Experience under the GDPR suggests that enforcement in this area often focuses less on the existence of a legal basis in theory, and more on the robustness of the reasoning that supports it.
Towards a More Disciplined Approach
In the absence of a mandated framework, organisations would benefit from adopting internal practices that introduce a degree of discipline into the use of ‘legitimate uses’ as a legal basis. This does not require a wholesale import of GDPR compliance structures. However, certain principles are instructive:
- clearly defining the purpose for which data is processed;
- assessing whether the processing is genuinely necessary for that purpose;
- considering the impact on individuals; and
- maintaining a record of the rationale.
Such an approach not only mitigates regulatory risk but also supports more sustainable data governance practices. Importantly, it enables organisations to distinguish between what is operationally convenient and what is legally justifiable two considerations that do not always align.
Conclusion
‘Legitimate uses’ under the DPDP Act represents a conscious legislative choice to prioritise flexibility and enable practical business operations. In doing so, it departs from the more structured and heavily scrutinised framework of ‘legitimate interests’ under the GDPR.

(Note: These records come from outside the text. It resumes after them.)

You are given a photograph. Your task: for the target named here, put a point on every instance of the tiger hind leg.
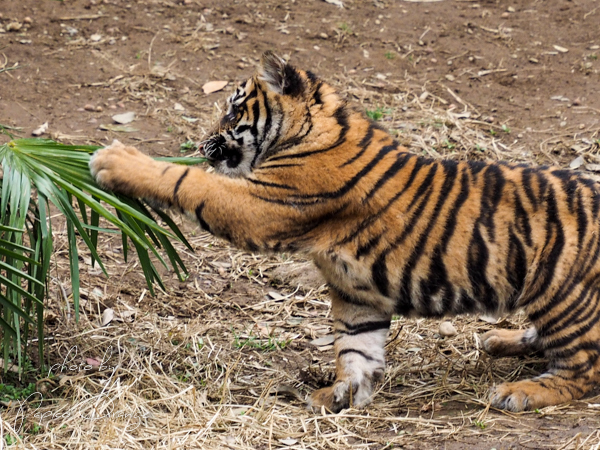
(360, 335)
(573, 349)
(510, 342)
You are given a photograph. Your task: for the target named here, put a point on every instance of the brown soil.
(521, 75)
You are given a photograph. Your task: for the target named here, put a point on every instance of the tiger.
(298, 169)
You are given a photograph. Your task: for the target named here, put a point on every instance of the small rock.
(40, 130)
(447, 329)
(577, 163)
(14, 26)
(213, 86)
(560, 49)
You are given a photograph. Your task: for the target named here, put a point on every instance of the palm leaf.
(59, 175)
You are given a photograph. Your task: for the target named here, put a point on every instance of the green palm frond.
(38, 173)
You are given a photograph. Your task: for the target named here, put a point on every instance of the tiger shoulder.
(298, 170)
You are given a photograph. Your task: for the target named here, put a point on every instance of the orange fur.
(393, 233)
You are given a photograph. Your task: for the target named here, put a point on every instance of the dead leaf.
(94, 362)
(117, 128)
(124, 118)
(213, 86)
(325, 340)
(107, 316)
(40, 130)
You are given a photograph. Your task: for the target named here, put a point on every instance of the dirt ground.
(491, 79)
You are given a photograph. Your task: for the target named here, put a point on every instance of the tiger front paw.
(341, 395)
(117, 166)
(527, 395)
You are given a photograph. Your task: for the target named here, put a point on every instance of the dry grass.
(224, 359)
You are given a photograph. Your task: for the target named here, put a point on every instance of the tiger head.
(266, 113)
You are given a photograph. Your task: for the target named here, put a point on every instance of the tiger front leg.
(360, 335)
(124, 169)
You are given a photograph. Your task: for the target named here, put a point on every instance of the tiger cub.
(298, 170)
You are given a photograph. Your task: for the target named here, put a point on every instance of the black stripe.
(359, 352)
(200, 218)
(453, 214)
(437, 279)
(398, 165)
(366, 248)
(341, 115)
(582, 220)
(516, 267)
(526, 181)
(379, 268)
(347, 298)
(363, 145)
(266, 128)
(383, 151)
(299, 229)
(364, 327)
(522, 220)
(493, 185)
(477, 261)
(269, 184)
(545, 271)
(277, 166)
(178, 184)
(419, 163)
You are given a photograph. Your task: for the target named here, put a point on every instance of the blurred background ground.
(224, 359)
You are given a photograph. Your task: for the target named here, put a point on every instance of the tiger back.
(299, 170)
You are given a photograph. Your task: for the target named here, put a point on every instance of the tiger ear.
(280, 76)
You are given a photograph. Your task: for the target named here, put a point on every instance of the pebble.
(577, 163)
(14, 26)
(447, 329)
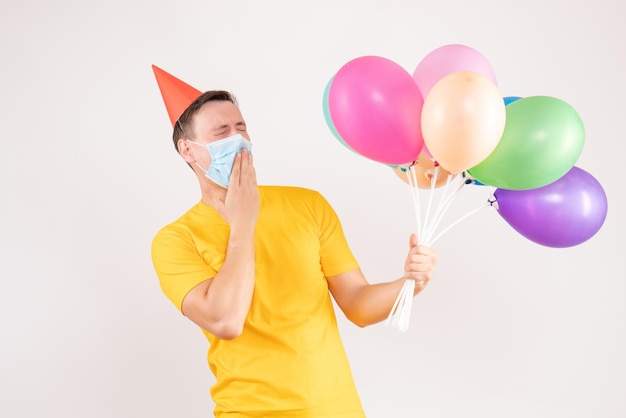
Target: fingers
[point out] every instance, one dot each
(243, 171)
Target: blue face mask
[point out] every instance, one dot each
(223, 153)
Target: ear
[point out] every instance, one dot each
(185, 151)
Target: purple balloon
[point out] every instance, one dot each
(564, 213)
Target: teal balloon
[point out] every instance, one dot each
(329, 120)
(542, 140)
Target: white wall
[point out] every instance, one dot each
(88, 174)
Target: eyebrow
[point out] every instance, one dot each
(224, 126)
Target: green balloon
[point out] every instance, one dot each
(328, 118)
(543, 137)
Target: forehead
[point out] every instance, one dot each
(218, 113)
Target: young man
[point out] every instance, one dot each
(255, 266)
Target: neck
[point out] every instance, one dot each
(211, 192)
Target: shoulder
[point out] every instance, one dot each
(290, 192)
(186, 224)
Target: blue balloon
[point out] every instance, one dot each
(510, 99)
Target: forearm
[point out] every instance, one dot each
(230, 293)
(373, 302)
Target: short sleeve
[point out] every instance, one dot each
(335, 254)
(177, 263)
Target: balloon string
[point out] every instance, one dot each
(410, 174)
(460, 220)
(442, 209)
(433, 181)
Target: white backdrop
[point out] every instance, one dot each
(88, 174)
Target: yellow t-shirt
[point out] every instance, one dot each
(289, 361)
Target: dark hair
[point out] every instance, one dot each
(183, 127)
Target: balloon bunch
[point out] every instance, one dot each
(448, 122)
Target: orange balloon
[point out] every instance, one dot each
(463, 120)
(425, 170)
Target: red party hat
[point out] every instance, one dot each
(177, 94)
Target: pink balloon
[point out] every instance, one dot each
(376, 106)
(449, 59)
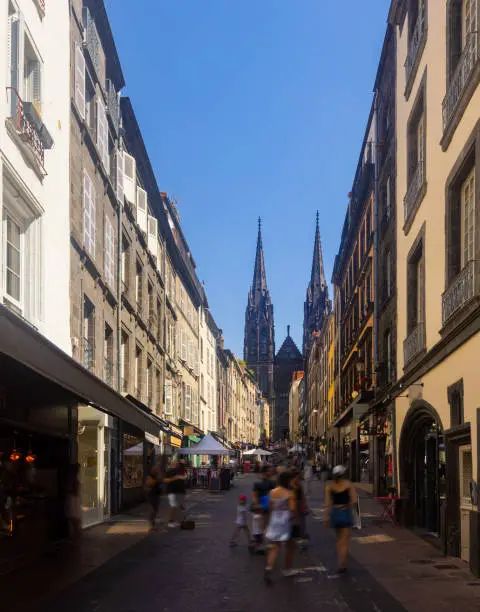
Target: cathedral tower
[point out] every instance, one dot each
(259, 345)
(317, 304)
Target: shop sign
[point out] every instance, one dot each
(174, 441)
(152, 439)
(176, 430)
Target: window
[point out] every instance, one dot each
(188, 402)
(139, 286)
(388, 357)
(415, 288)
(455, 399)
(388, 200)
(130, 178)
(168, 397)
(88, 334)
(102, 135)
(138, 373)
(150, 387)
(32, 72)
(109, 253)
(388, 274)
(89, 214)
(467, 211)
(124, 360)
(13, 258)
(416, 142)
(108, 372)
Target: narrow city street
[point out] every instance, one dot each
(391, 570)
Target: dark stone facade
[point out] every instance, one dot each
(259, 344)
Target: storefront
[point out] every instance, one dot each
(95, 459)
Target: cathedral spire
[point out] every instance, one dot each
(317, 280)
(259, 285)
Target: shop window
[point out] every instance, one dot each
(133, 451)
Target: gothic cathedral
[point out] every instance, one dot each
(317, 303)
(259, 344)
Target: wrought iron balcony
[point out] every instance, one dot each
(416, 183)
(91, 38)
(108, 371)
(415, 45)
(28, 126)
(461, 290)
(414, 343)
(113, 105)
(460, 78)
(89, 354)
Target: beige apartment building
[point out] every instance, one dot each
(438, 241)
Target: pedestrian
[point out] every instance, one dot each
(175, 484)
(154, 492)
(241, 523)
(340, 498)
(283, 511)
(258, 528)
(299, 530)
(261, 492)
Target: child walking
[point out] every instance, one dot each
(241, 524)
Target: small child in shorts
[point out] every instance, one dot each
(241, 523)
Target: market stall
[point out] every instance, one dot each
(210, 477)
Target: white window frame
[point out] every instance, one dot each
(89, 214)
(102, 134)
(109, 262)
(19, 303)
(80, 82)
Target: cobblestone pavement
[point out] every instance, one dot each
(182, 571)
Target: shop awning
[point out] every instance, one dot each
(22, 343)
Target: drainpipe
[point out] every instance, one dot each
(119, 297)
(375, 265)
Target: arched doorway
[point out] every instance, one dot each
(422, 467)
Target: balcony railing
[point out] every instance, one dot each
(415, 45)
(113, 105)
(414, 343)
(88, 354)
(92, 41)
(108, 371)
(460, 78)
(416, 183)
(28, 125)
(461, 290)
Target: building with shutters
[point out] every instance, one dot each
(438, 250)
(34, 184)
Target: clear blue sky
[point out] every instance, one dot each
(248, 108)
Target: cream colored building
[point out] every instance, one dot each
(438, 279)
(293, 413)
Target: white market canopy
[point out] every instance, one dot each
(207, 446)
(257, 451)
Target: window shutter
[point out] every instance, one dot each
(89, 225)
(130, 178)
(152, 235)
(80, 81)
(120, 172)
(142, 209)
(109, 253)
(102, 135)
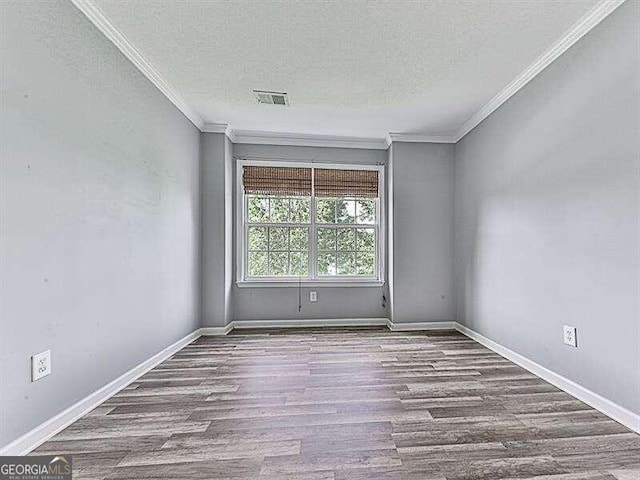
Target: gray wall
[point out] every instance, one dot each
(217, 228)
(99, 213)
(422, 224)
(282, 303)
(547, 215)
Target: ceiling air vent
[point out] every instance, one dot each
(271, 98)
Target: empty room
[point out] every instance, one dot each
(319, 239)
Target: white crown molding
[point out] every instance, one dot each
(219, 128)
(215, 128)
(613, 410)
(95, 15)
(419, 138)
(575, 33)
(43, 432)
(307, 140)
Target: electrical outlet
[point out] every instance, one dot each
(40, 365)
(570, 335)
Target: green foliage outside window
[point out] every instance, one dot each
(343, 247)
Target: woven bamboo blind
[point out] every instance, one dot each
(346, 183)
(259, 180)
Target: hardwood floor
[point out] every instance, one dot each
(345, 404)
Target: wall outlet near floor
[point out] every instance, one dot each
(570, 335)
(40, 365)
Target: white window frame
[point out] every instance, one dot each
(334, 281)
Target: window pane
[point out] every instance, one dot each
(346, 263)
(299, 238)
(326, 210)
(326, 263)
(346, 211)
(300, 210)
(346, 239)
(278, 238)
(299, 264)
(258, 264)
(257, 238)
(326, 239)
(366, 239)
(278, 263)
(366, 211)
(279, 210)
(258, 210)
(366, 263)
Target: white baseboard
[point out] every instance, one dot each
(43, 432)
(620, 414)
(326, 322)
(404, 327)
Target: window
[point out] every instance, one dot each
(311, 223)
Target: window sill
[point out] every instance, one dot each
(308, 283)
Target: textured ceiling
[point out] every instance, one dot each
(356, 68)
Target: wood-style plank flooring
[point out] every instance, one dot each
(345, 404)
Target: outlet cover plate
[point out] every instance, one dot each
(570, 335)
(40, 365)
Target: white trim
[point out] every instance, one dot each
(324, 322)
(43, 432)
(308, 140)
(410, 326)
(215, 128)
(95, 15)
(215, 331)
(419, 138)
(310, 283)
(575, 33)
(604, 405)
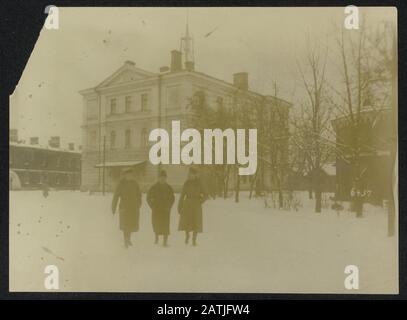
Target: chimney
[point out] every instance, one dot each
(54, 142)
(34, 140)
(241, 80)
(176, 61)
(13, 135)
(189, 65)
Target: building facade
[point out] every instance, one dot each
(32, 165)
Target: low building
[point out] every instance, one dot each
(120, 112)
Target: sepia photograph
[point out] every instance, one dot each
(207, 150)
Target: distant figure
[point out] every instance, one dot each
(160, 198)
(128, 191)
(45, 189)
(190, 206)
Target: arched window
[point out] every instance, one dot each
(127, 142)
(144, 138)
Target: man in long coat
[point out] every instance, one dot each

This flexibility, however, comes with corresponding responsibility.
As Indian data protection enforcement begins to take shape, the interpretation of ‘legitimate uses’ will likely be tested in increasingly complex factual scenarios. Organisations that rely on this ground without clearly defining its scope or documenting its application may find themselves exposed to avoidable risk.
Ultimately, the question is not whether ‘legitimate uses’ permits a particular form of processing in principle. It is whether that processing can be explained, justified, and defended in practice. That distinction between permission and justification will define how this concept evolves in the Indian data protection landscape.